PRIMA RETROCESSIONE IN 110 ANNI - Il 26 giugno del 2011, ormai quasi 14 anni fa, si compie la storia, con la discesa nella seconda serie del club dei Millionarios, per la prima volta in 110 anni di leggenda. Una retrocessione drammatica, arrivata dopo il desolante spareggio contro il Belgrano. Il River Plate doveva ribaltare la sconfitta per 2-0 subita all'andata, ma pareggiò 1-1: negli ultimi minuti di gioco il dramma sportivo lasciò spazio alla furia dei tifosi, che lanciarono fumogeni in campo impedendo la conclusione della partita. Il bilancio finale parla di 68 persone ferite, 50 arresti e due agenti di polizia in gravi condizioni.
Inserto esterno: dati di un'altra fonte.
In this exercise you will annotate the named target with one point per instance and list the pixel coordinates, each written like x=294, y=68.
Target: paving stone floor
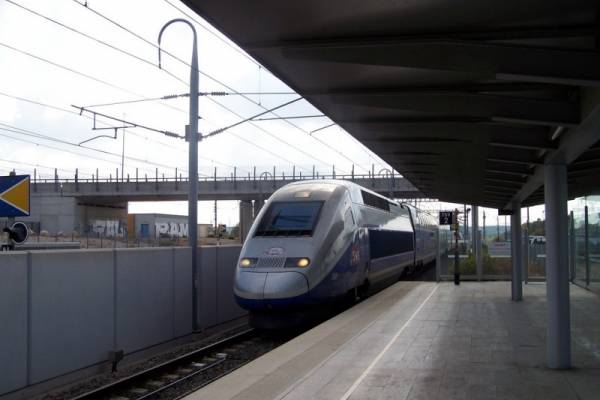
x=421, y=340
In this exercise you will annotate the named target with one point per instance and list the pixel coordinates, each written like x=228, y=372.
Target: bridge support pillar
x=477, y=250
x=558, y=336
x=246, y=218
x=516, y=253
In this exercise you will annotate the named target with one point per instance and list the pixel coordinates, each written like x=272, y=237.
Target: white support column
x=246, y=219
x=557, y=267
x=516, y=253
x=477, y=243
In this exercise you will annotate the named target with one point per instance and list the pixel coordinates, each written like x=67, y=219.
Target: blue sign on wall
x=14, y=196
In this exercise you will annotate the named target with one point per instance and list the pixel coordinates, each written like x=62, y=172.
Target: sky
x=56, y=54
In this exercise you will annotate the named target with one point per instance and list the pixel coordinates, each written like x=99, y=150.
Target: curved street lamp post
x=192, y=137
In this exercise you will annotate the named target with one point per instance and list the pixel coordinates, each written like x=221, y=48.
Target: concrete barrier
x=61, y=311
x=13, y=320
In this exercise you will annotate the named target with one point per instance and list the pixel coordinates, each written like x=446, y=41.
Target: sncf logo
x=355, y=257
x=274, y=251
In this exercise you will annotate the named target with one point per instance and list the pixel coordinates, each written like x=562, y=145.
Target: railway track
x=176, y=378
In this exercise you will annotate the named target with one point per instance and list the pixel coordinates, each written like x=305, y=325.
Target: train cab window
x=375, y=201
x=290, y=218
x=349, y=219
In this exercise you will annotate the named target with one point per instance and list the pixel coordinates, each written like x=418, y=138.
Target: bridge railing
x=233, y=177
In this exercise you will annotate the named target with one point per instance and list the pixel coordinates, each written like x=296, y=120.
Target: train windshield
x=290, y=218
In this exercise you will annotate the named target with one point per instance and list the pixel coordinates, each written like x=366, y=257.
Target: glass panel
x=579, y=216
x=593, y=203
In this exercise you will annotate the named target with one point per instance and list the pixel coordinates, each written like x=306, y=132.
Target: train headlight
x=297, y=262
x=248, y=262
x=303, y=262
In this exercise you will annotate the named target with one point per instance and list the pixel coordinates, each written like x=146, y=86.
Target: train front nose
x=257, y=291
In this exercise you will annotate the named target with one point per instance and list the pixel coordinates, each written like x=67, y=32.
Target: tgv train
x=317, y=241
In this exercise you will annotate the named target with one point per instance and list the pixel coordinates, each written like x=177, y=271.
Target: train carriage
x=315, y=242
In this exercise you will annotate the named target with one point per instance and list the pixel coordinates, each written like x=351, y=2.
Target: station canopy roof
x=467, y=99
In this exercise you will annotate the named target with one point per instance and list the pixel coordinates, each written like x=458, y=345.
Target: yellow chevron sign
x=14, y=196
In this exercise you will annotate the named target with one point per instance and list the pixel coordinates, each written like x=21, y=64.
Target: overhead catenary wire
x=79, y=73
x=120, y=26
x=148, y=62
x=126, y=90
x=72, y=112
x=133, y=124
x=177, y=96
x=259, y=103
x=30, y=133
x=220, y=130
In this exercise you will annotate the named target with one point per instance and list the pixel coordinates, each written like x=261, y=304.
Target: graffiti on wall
x=107, y=227
x=170, y=229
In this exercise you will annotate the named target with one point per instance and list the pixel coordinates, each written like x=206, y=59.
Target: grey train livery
x=317, y=241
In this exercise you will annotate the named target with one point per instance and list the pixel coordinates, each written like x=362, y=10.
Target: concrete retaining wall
x=64, y=310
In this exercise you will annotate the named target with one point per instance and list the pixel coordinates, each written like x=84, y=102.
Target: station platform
x=422, y=340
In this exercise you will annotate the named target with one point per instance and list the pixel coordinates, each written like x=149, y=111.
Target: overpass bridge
x=117, y=191
x=76, y=204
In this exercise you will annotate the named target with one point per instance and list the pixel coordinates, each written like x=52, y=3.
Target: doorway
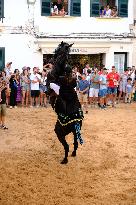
x=120, y=61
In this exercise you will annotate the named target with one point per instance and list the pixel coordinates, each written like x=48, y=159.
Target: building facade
x=29, y=33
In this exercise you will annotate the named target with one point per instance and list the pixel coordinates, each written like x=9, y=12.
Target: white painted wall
x=85, y=23
x=21, y=50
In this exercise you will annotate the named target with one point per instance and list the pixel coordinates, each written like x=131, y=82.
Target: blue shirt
x=83, y=84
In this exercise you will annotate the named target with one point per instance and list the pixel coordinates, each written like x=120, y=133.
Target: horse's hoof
x=64, y=161
x=73, y=154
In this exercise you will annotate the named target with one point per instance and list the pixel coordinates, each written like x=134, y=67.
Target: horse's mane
x=60, y=60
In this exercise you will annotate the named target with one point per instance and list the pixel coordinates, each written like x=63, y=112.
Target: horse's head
x=62, y=50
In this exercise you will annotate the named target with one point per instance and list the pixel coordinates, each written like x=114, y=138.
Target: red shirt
x=113, y=79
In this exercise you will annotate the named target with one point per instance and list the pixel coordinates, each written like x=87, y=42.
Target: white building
x=29, y=34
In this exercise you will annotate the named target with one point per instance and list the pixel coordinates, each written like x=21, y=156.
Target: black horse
x=66, y=104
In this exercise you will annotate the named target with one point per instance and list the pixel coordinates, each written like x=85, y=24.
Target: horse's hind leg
x=75, y=145
x=62, y=140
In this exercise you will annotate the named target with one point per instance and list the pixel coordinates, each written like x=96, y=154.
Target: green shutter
x=123, y=8
x=94, y=8
x=1, y=9
x=45, y=7
x=2, y=58
x=75, y=8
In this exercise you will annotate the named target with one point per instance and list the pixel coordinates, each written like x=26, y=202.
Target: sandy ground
x=103, y=173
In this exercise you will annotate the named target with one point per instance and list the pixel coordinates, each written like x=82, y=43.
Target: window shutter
x=2, y=58
x=123, y=8
x=45, y=7
x=94, y=7
x=75, y=8
x=1, y=9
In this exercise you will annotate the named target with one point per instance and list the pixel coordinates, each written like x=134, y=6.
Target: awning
x=91, y=50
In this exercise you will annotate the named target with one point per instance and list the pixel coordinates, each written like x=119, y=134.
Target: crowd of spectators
x=107, y=11
x=97, y=88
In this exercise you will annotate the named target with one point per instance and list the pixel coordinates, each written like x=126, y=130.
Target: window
x=2, y=58
x=116, y=8
x=60, y=7
x=123, y=8
x=95, y=8
x=1, y=9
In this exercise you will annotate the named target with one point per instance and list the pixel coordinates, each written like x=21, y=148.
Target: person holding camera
x=13, y=91
x=2, y=103
x=35, y=79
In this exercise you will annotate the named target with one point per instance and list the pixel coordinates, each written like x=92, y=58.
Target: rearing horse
x=66, y=103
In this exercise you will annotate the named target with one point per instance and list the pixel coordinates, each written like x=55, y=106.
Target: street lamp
x=31, y=1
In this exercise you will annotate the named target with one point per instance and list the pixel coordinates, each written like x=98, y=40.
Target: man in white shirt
x=35, y=88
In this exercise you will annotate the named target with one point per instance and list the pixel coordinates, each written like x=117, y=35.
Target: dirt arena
x=103, y=173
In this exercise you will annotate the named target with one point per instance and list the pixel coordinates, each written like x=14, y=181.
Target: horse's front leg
x=62, y=140
x=77, y=137
x=75, y=145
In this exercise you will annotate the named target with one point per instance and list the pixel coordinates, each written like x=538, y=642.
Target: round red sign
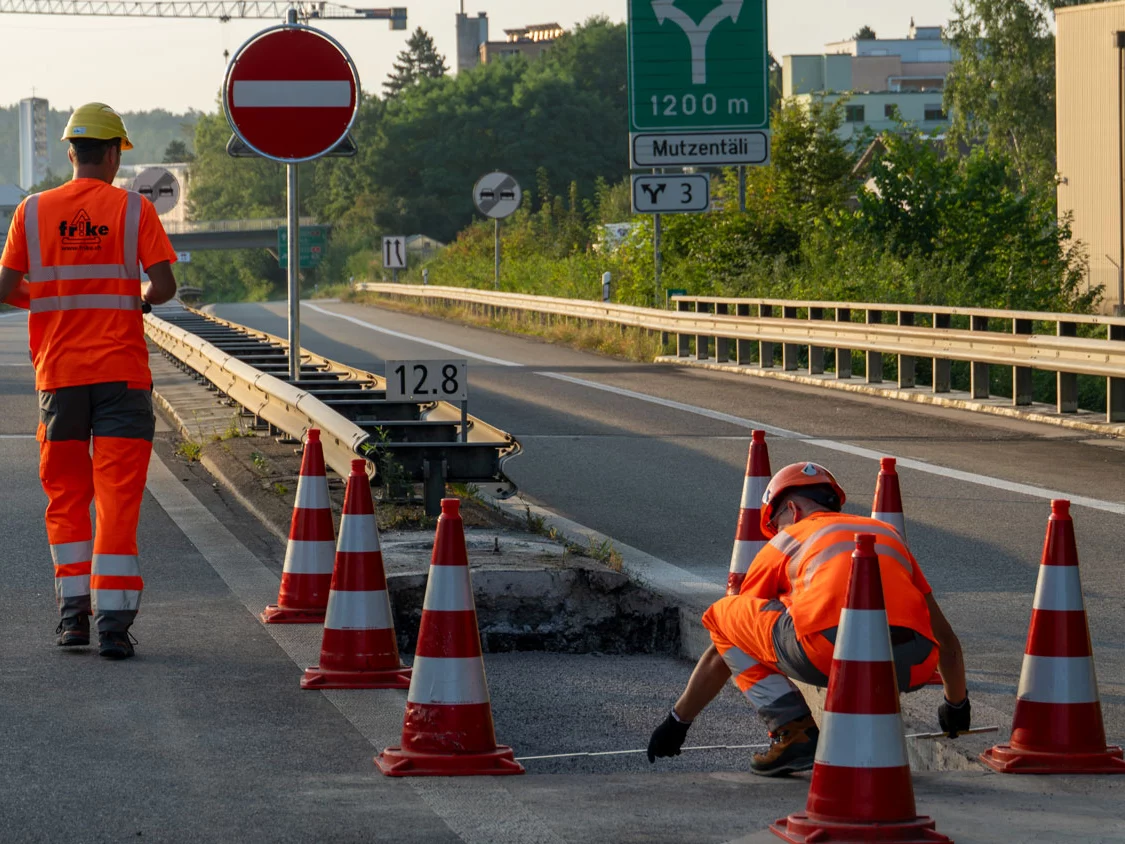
x=291, y=93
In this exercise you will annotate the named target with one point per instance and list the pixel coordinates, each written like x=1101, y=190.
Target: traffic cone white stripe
x=863, y=637
x=896, y=520
x=1058, y=680
x=312, y=492
x=862, y=741
x=754, y=490
x=306, y=557
x=358, y=535
x=449, y=590
x=443, y=680
x=358, y=611
x=1060, y=589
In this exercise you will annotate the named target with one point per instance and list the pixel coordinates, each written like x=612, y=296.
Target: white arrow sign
x=698, y=34
x=674, y=194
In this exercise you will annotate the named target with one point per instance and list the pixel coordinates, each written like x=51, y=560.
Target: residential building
x=10, y=197
x=885, y=80
x=34, y=154
x=471, y=34
x=530, y=41
x=1089, y=51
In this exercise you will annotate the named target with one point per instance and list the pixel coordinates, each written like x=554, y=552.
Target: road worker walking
x=81, y=248
x=783, y=622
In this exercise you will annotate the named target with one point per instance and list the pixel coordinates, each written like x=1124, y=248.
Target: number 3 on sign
x=428, y=380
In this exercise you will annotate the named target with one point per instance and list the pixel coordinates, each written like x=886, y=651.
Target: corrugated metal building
x=1090, y=113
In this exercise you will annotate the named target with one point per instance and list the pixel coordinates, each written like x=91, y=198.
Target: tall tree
x=421, y=60
x=1001, y=90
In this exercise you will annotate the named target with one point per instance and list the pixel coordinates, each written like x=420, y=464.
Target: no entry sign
x=290, y=93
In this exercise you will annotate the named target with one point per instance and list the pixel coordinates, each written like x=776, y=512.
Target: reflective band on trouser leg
x=772, y=694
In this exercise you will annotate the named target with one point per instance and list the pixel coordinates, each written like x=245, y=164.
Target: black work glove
x=954, y=717
x=667, y=738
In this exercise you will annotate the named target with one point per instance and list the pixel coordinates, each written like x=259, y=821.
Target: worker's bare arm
x=707, y=681
x=951, y=662
x=161, y=284
x=9, y=281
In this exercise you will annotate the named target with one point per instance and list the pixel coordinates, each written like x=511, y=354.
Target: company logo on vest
x=81, y=233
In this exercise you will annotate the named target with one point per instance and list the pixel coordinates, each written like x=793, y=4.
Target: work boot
x=73, y=631
x=792, y=747
x=115, y=644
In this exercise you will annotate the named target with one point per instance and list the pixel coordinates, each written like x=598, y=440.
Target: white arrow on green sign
x=699, y=73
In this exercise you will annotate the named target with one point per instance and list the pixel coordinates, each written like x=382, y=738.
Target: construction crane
x=223, y=10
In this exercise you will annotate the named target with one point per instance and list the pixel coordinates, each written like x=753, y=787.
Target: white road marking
x=482, y=811
x=970, y=477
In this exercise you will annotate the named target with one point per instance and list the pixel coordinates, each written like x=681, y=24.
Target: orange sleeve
x=764, y=577
x=154, y=245
x=15, y=250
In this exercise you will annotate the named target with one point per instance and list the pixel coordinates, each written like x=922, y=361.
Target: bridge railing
x=820, y=337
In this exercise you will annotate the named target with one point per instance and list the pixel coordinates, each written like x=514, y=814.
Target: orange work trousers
x=96, y=572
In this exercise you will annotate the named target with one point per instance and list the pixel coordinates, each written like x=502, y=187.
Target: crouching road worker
x=783, y=622
x=80, y=247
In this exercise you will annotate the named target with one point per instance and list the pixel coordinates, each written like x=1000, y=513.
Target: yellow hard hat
x=98, y=122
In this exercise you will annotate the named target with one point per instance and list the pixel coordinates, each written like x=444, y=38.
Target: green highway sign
x=311, y=244
x=699, y=82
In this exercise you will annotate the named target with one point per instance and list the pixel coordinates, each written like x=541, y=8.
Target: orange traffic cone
x=888, y=504
x=1058, y=725
x=748, y=538
x=861, y=787
x=359, y=648
x=448, y=728
x=306, y=576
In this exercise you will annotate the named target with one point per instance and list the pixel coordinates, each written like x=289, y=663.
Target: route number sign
x=428, y=380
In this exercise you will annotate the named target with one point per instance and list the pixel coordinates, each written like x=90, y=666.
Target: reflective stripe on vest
x=39, y=274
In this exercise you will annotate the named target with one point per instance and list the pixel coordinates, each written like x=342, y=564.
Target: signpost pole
x=497, y=253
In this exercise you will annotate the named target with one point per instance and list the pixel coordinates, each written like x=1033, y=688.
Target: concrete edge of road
x=693, y=596
x=1040, y=413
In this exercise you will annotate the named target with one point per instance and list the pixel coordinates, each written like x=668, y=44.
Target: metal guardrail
x=746, y=332
x=426, y=441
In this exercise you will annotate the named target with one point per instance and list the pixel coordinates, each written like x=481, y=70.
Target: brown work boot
x=792, y=747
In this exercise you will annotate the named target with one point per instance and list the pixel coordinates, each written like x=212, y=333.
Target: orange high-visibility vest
x=83, y=268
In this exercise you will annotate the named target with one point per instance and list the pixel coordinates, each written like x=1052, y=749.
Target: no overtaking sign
x=291, y=93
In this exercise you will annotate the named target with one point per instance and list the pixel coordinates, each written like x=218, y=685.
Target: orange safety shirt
x=807, y=567
x=81, y=247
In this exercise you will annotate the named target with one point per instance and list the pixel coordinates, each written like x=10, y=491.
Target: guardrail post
x=683, y=341
x=874, y=359
x=978, y=378
x=721, y=343
x=1067, y=389
x=1115, y=387
x=816, y=352
x=765, y=347
x=702, y=342
x=1023, y=383
x=906, y=361
x=743, y=353
x=943, y=379
x=790, y=352
x=843, y=356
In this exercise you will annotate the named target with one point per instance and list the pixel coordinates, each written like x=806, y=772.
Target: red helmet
x=792, y=476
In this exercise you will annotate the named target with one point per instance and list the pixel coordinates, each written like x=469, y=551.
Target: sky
x=176, y=64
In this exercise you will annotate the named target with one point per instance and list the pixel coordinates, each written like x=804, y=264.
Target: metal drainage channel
x=422, y=450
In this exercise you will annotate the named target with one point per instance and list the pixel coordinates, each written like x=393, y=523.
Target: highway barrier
x=426, y=442
x=819, y=337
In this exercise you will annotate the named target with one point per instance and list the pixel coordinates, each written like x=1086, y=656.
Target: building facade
x=1089, y=136
x=884, y=80
x=34, y=153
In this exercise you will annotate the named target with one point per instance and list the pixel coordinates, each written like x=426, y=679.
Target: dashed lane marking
x=479, y=813
x=969, y=477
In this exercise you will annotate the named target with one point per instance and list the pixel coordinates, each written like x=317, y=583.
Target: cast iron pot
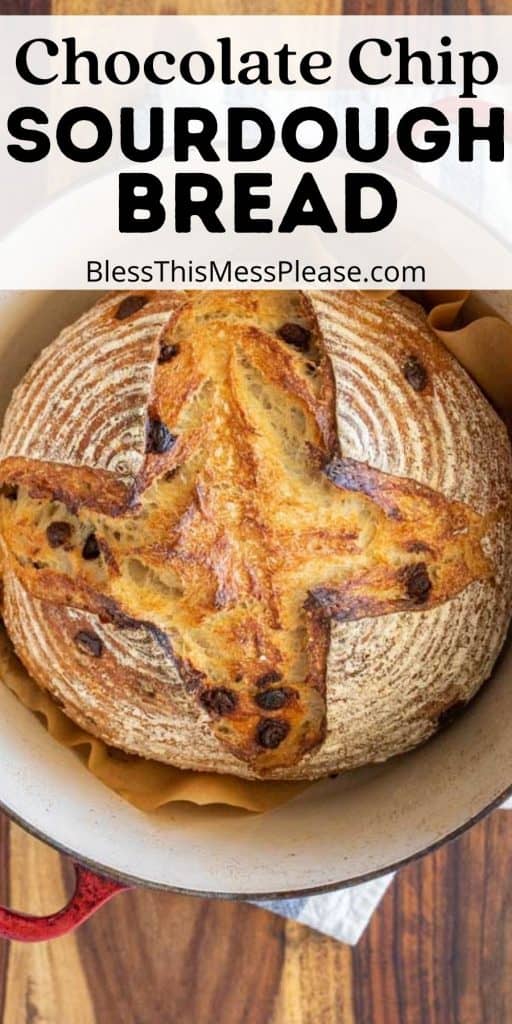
x=340, y=832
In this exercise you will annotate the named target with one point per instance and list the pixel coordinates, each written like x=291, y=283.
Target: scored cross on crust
x=245, y=530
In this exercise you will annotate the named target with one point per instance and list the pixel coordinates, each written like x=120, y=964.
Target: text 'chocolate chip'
x=415, y=373
x=89, y=643
x=130, y=305
x=220, y=700
x=271, y=732
x=58, y=534
x=295, y=334
x=159, y=437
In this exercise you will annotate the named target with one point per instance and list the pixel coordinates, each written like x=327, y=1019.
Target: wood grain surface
x=438, y=950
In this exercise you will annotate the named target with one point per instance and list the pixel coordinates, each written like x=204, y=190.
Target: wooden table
x=438, y=950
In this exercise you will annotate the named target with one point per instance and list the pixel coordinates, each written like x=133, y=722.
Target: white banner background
x=455, y=219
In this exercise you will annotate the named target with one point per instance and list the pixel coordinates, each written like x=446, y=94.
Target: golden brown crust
x=242, y=530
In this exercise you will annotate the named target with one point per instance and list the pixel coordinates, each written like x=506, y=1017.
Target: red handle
x=91, y=891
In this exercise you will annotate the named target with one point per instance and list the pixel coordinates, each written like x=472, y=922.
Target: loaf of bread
x=258, y=532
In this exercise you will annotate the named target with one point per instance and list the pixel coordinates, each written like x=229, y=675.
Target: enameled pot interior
x=339, y=829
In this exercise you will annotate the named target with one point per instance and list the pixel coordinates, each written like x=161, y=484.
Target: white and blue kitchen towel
x=342, y=914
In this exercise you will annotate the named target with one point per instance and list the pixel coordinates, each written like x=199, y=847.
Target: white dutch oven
x=339, y=832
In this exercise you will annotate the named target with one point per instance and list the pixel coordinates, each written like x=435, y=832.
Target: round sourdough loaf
x=258, y=532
IL PRIMO LAMELA E IL RECORD MANCATO - Eppure il River disputa un match coraggioso ma poco lucido: già al 5' Mariano Pavone realizza l'1-0 con un destro rasoterra da fuori area, ma nel corso della prima frazione la squadra del presidente Daniel Passarella non crea altri pericoli, con l'astro nascente Erik Lamela, già cercato da mezza Europa, pressoché invisibile. Nella ripresa il pari di Farré, che approfitta dell'ennesima papera difensiva del club della capitale: pochi minuti più tardi ancora Pavone ha la possibilità di riportare avanti il River, ma El Tanque calcia malissimo il rigore assegnato dall'arbitro Pezzotta e Olave blocca. E' l'errore che annienta il morale dei biancorossi, che finiscono in lacrime: il Belgrano sale in Primera Division, ora solo Boca Juniors e Independiente conservano il record di non essere mai retrocessi.
I RESPONSABILI - Un annus horribilis che ha visto i maggiori responsabili nell'ex presidente, Aguilar, vero colpevole del disastro, con il club alle soglie della bancarotta e i giocatori che non percepirono lo stipendio per un anno e mezzo. Una pagina drammatica di un club glorioso, testimoniata dallo sconforto del tecnico Juan José Lopez, dalle lacrime del tucumano Pereyra, cresciuto nel vivaio e poi protagonista in Serie A, e della vecchia bandiera Juan Pablo Carrizo. Il punto più basso del club, che poi ha dato inizio alla rinascita con Matias Almeyda, fino alla riconquista della Copa Libertadores. Un racconto epico di calcio moderno, che getta nello sconforto e rapisce, come testimoniato anche dalla lacrime dei tifosi, memori di quella tragedia sportiva.
LA CRISI ECONOMICA - Il culmine di un disastro annunciato, con il River Plate, la squadra più titolata d’Argentina, famosa anche per la storica rivalità con il Boca Juniors, una delle più accese e sentite del calcio mondiale, da tempo in precarie condizioni finanziarie, che avevano costretto negli ultimi anni i dirigenti del club a vendere o svendere i giocatori migliori, impoverendo la squadra e portando il club, con l'acqua alla gola, a doversi giocare il tutto per tutto in un playout mortale, poi perso.
EL MAS GRANDE - Un incubo per i 65 mila presenti alla retrocessione. Incredibile nell'incredibile: Daniel Passerella, il 25 giugno del 1978, alzava al cielo la Coppa del Mondo, la prima per l'Argentina, proprio al Monumental. Nel 2011 portava il River alla prima ignominiosa retrocessione per il club di Buenos Aires. La caduta di El Más grande de Argentina, che nella sua storia ha conquistato 38 titoli nazionali, una Intercontinentale e 4 Libertadores. Benvenuti nell'incubo.